Point ketiga bahwa petani sangat mendukung Indonesian Sustainable Palm Oil (ISPO) yang berbasiskan peraturan di Indonesia. Tetapi, pada Draft Perpres ISPO mestinya petani tidak diwajibkan mengikuti ISPO sebelum dilakukan pra kondisi. Dalam hal ini, petani dibantu selesaikan persoalan dan masalah lahannya dulu terutama aspek legalitas dan status lahan.
“Kami tidak tolak draf Perpres ISPO. Yang menjadi perhatian kami petani adalah draf Perpres ISPO direvisi khususnya kewajiban ISPO petani, sampai dicarikan solusi teman-teman Petani yang masih terjebak dalam kawasan hutan” jelas Gulat yang juga Auditor ISPO.
Dr. Bayu Krisnamurthi menuturkan pungutan esensinya membantu petani sesuai arahan Presiden Joko Widodo. Karena itu, lahirlah program Peremajaan Sawit Rakyat (PSR) untuk memperbaiki produktivitas, SDM dan mensejahterakan petani. “Penggunaan dana pungutan untuk replanting merupakan upaya menjadikan petani sawit Indonesia tetap nomor satu di dunia,” jelas Bayu.

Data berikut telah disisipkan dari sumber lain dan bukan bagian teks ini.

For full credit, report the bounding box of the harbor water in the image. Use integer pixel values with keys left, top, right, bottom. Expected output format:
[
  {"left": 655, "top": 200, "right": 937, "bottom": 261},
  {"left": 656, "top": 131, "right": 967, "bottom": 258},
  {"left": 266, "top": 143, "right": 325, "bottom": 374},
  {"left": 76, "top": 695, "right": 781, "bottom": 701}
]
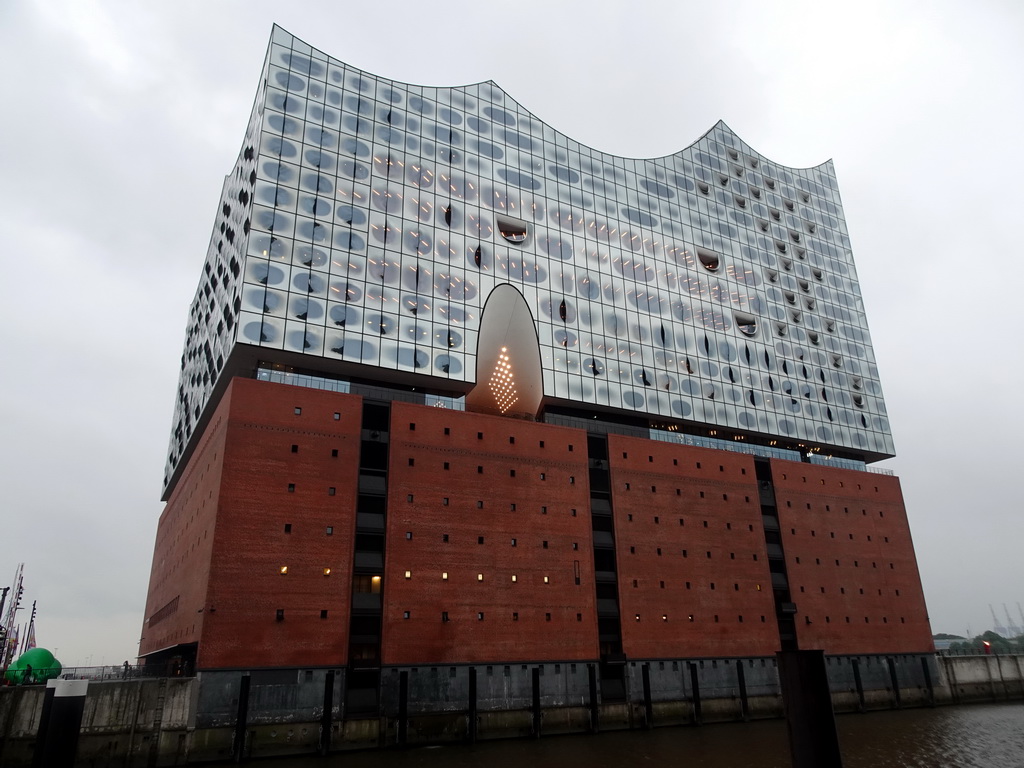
[{"left": 245, "top": 701, "right": 1024, "bottom": 768}]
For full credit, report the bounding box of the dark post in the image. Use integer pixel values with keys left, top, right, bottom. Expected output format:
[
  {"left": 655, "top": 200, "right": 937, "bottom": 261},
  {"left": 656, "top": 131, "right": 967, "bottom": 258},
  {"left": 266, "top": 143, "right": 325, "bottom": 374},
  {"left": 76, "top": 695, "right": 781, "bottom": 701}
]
[
  {"left": 398, "top": 670, "right": 409, "bottom": 746},
  {"left": 778, "top": 650, "right": 843, "bottom": 768},
  {"left": 851, "top": 658, "right": 864, "bottom": 712},
  {"left": 587, "top": 664, "right": 601, "bottom": 733},
  {"left": 231, "top": 672, "right": 250, "bottom": 763},
  {"left": 469, "top": 667, "right": 476, "bottom": 744},
  {"left": 532, "top": 667, "right": 541, "bottom": 738},
  {"left": 316, "top": 670, "right": 334, "bottom": 757},
  {"left": 34, "top": 680, "right": 89, "bottom": 768},
  {"left": 886, "top": 656, "right": 903, "bottom": 710},
  {"left": 690, "top": 662, "right": 700, "bottom": 725},
  {"left": 736, "top": 658, "right": 751, "bottom": 723},
  {"left": 921, "top": 656, "right": 935, "bottom": 707},
  {"left": 640, "top": 663, "right": 654, "bottom": 728}
]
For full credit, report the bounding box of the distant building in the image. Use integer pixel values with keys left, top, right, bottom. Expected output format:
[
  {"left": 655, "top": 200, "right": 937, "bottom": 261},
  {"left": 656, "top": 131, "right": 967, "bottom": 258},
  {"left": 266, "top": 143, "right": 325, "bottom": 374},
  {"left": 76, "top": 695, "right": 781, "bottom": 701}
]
[{"left": 140, "top": 28, "right": 933, "bottom": 707}]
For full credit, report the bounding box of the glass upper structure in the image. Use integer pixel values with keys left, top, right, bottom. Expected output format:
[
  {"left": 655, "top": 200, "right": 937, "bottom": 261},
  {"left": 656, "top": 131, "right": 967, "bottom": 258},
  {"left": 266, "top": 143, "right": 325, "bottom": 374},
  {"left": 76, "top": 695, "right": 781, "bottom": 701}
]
[{"left": 165, "top": 27, "right": 893, "bottom": 493}]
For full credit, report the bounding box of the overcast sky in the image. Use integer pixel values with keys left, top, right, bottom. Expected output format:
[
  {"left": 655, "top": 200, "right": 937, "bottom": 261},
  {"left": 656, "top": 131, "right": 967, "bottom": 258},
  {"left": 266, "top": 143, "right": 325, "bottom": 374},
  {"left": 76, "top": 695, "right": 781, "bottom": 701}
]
[{"left": 0, "top": 0, "right": 1024, "bottom": 665}]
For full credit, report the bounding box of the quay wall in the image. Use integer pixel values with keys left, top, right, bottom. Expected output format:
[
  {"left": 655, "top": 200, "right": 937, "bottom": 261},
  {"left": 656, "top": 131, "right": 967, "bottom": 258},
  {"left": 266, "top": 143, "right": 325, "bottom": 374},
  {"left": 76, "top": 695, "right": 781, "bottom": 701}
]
[{"left": 0, "top": 654, "right": 1024, "bottom": 768}]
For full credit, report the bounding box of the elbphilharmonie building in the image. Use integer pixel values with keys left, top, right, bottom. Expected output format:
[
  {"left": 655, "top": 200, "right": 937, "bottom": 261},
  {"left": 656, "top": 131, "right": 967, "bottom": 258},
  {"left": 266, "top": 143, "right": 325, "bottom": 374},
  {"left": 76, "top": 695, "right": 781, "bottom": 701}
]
[{"left": 141, "top": 28, "right": 931, "bottom": 729}]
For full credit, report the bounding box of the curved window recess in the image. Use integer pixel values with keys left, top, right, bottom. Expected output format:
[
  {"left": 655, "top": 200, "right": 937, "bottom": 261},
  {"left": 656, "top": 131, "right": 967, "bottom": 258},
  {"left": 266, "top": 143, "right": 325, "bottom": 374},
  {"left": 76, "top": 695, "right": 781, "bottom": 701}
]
[
  {"left": 696, "top": 248, "right": 722, "bottom": 272},
  {"left": 498, "top": 216, "right": 528, "bottom": 246},
  {"left": 732, "top": 312, "right": 758, "bottom": 336}
]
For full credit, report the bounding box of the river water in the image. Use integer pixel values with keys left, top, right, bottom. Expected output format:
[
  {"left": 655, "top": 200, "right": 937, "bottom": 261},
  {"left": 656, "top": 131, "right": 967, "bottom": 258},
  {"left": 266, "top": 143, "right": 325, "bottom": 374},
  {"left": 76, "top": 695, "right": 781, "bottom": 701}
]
[{"left": 249, "top": 702, "right": 1024, "bottom": 768}]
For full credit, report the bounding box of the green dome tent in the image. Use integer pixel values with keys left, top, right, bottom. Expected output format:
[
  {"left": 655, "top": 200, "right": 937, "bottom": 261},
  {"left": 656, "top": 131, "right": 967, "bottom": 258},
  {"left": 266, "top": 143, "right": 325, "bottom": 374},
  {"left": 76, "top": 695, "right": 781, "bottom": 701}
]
[{"left": 4, "top": 648, "right": 62, "bottom": 685}]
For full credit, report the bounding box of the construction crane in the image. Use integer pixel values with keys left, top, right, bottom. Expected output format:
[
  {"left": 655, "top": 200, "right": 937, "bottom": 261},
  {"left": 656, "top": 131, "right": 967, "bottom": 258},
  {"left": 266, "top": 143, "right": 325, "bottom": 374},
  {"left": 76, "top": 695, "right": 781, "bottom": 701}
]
[
  {"left": 1002, "top": 603, "right": 1024, "bottom": 638},
  {"left": 988, "top": 603, "right": 1010, "bottom": 637}
]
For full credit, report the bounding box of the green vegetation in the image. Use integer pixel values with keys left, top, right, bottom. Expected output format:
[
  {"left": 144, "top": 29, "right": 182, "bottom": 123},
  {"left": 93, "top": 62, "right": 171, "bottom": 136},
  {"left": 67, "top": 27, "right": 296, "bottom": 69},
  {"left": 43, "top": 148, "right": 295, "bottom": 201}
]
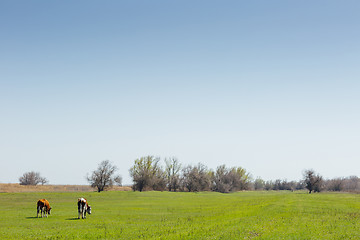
[{"left": 0, "top": 191, "right": 360, "bottom": 239}]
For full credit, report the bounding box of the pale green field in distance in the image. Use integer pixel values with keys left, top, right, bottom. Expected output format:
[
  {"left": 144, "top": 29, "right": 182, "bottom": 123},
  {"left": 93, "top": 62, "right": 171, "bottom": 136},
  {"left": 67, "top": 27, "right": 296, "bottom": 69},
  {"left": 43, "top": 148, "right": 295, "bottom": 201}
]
[{"left": 0, "top": 192, "right": 360, "bottom": 239}]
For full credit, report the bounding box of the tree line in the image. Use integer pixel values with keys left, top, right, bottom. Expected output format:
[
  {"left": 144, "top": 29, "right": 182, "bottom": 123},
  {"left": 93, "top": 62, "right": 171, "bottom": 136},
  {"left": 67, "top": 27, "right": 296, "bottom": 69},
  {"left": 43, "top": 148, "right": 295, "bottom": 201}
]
[{"left": 19, "top": 156, "right": 360, "bottom": 193}]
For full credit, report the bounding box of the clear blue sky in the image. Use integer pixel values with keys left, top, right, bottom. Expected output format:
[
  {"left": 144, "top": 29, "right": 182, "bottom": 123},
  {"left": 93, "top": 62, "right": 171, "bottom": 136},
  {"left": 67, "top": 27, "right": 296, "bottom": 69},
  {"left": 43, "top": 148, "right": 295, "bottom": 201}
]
[{"left": 0, "top": 0, "right": 360, "bottom": 184}]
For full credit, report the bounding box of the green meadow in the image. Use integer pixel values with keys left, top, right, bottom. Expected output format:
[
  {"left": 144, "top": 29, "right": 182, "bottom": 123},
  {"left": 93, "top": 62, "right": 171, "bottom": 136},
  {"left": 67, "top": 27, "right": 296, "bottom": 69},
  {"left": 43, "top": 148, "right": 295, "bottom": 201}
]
[{"left": 0, "top": 191, "right": 360, "bottom": 239}]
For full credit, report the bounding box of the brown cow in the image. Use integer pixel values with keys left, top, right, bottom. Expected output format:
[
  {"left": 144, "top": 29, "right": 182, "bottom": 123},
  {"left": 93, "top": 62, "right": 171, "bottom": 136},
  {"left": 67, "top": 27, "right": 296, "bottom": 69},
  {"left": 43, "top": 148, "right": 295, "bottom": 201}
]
[
  {"left": 36, "top": 199, "right": 51, "bottom": 217},
  {"left": 78, "top": 198, "right": 91, "bottom": 219}
]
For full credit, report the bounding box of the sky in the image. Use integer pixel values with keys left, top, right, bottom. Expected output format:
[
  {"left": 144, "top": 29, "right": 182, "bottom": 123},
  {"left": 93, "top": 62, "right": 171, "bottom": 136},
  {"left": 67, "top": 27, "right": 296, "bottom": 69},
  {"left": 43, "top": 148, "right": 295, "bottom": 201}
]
[{"left": 0, "top": 0, "right": 360, "bottom": 185}]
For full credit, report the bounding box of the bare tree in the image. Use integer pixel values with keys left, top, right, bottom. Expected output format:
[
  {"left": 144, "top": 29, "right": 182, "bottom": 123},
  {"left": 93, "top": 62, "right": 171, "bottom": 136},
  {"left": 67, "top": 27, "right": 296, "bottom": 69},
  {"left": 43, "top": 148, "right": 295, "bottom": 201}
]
[
  {"left": 86, "top": 160, "right": 122, "bottom": 192},
  {"left": 182, "top": 163, "right": 211, "bottom": 192},
  {"left": 212, "top": 165, "right": 250, "bottom": 193},
  {"left": 129, "top": 156, "right": 166, "bottom": 192},
  {"left": 304, "top": 169, "right": 324, "bottom": 193},
  {"left": 165, "top": 157, "right": 181, "bottom": 192},
  {"left": 19, "top": 171, "right": 48, "bottom": 185}
]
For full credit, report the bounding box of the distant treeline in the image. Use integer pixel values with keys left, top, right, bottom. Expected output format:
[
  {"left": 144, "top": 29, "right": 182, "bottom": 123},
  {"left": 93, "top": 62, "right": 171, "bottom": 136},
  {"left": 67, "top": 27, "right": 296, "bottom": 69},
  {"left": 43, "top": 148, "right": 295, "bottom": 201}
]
[{"left": 130, "top": 156, "right": 360, "bottom": 193}]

“Dukungan ini tidak semata penggantian biaya replanting, tetapi juga dukungan lain, karena dalam 3-4 tahun sesudah replanting, petani tidak mendapatkan penghasilan lantaran tanaman belum berproduksi,” tandas Bayu.
Dr. Sadino, SH., MH, menyampaikan bahwa sejatinya permasalahan sawit dalam kawasan hutan sudah terselesaikan jauh-jauh sebelumnya, tapi faktanya petani sangat kesulitan dan terancam untuk status legalitas lahannya karena masih terindikasi masuk kawasan hutan. Diperlukan kebijakan menyeluruh dan pemahaman histori kepemilikian lahan petani sawit dalam kawasan hutan.
Sahat Sinaga sangat berharap ke depannya ekspor CPO bukan lagi target pengusaha, tapi lebih mengedepankan eksport produk turunan sawit, ini berdampak multi player effect kepada ekonomi nasional, terkhusus petani.
Menanggapi masukan dan saran petani, Moeldoko, Ketua Dewan Pembina APKASINDO berjanji segera berkomunikasi dengan para pemangku kepentingan. Diantaranya: KLHK, Kementerian Perekonomian, Kementerian Keuangan, Kementerian Pertanian untuk mengurai dan memecahkan berbagai persoalan di atas dengan mengedepankan kepentingan dan keberlanjutan Petani sawit Indonesia.
Dalam pertemuan dibahas kemungkinan sawit dimasukkan kembali kedalam kelompok tanaman kehutanan, Moeldoko sepakat akan membahas lebih lanjut karena naskah akademisnya sudah ada.
Selain itu, terkait komoditas sawit yang hanya dipimpin oleh seorang Kasubdit Sawit di Dirjen Perkebunan dari 127 tanaman perkebunan. Moeldoko mengatakan bahwa sawit saat ini sangat mendapatkan perhatian serius dari pemerintah, untuk itu hasil rapat terbatas ini akan disampaikan kepada Kementerian Pertanian dan kementerian terkait saat rapat dengan Presiden, termasuk masalah draf Perpres ISPO, harus mengedepankan kepentingan petani dan justru jangan menyusahkan petani sawit.